Tom Wright answers a reader’s question about the Catholic practice of Eucharistic adoration
Q: Having been raised in a Puritan heritage, I’m unfamiliar with high Church practices, but wonder if I’m missing out on some of their richness. What is your view on Eucharistic Adoration?
In order to answer this question, we need to look at some history.
Puritanism arose in strong reaction to how medieval Western Roman Catholicism was doing church. The Puritans worried that the heart of religion had been reduced to external gestures, such as crossing oneself, genuflecting and bowing. These were perceived as mere rituals meant to impress God. Such an attitude, said the Puritans, has nothing to do with the genuine faith found in the New Testament.
The Puritans and other Protestant Reformers were also concerned that Catholic priests were, in effect, ‘re-sacrificing’ Jesus during every Mass. While Catholic theology did not actually claim that Christ was sacrificed anew each time, many believed that Catholics were undermining the once-for-all nature of Christ’s atoning death. Catholics, meanwhile, accused Protestants of fragmenting the unity of the crucifixion and Eucharist.
This polemical climate has shaped the instincts of many churches ever since. Some Protestants have the attitude of: Whatever the Catholics do, we’ve got to do the opposite. If Catholics had altars, Protestants would insist on tables. If Catholics knelt, Protestants would stand. Manual acts of devotion, such as making the sign of the cross, were abandoned. (Ironically, many worshippers in Protestant settings often raise their hands during praise songs – which is just as much a manual act!)

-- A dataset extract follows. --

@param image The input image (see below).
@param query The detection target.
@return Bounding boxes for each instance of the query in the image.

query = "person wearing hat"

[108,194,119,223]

Eucharistic Adoration in the Roman Catholic sense is the worship of Christ present in the consecrated bread. The tradition of adoring the consecrated host developed alongside theological claims rooted in Thomas Aquinas’ use of Aristotelian philosophy. Aquinas distinguished between the ‘substance’ (what something truly is) and the ‘accidents’ (its outward appearance). In this view, the bread looks and tastes the same, but its inner substance has become Christ’s body.
In other words, the bread remains bread but it also has an inner reality known only to God and invisible to the human eye, and that inner reality is the reality of the body of Christ. The problem is that most ordinary Christians in the medieval period, and indeed today, did not and do not think in these Aristotelian categories. Instead, many believed a physical change had occurred. This fostered devotional practices that could easily confuse the bread itself with Christ physically, and in a way that verges on idolatry – you end up worshipping the bread.
When I kneel at the Eucharist, I am adoring Jesus, the crucified and risen Lord. I am not adoring a piece of bread. If you take the consecrated bread out of the liturgy, elevate it in a special piece of equipment and treat the object as though it were Jesus himself – then I have serious theological misgivings. People may intend to worship Jesus, but they risk mistaking the sign for the reality it points to. And while intention matters, clarity of understanding matters, too.
Should one be wary of all high Church practices? I don’t think so. Many are rich and beautiful expressions of devotion. But they must be rooted in good theology and pastoral awareness. We must also avoid the trap of assuming that different traditions are necessarily idolatrous simply because they look foreign.
My hope is that we can recover both reverence and understanding. And that we remember – whether kneeling in a cathedral or standing for worship on a remote hillside – we are all seeking to worship Jesus Christ.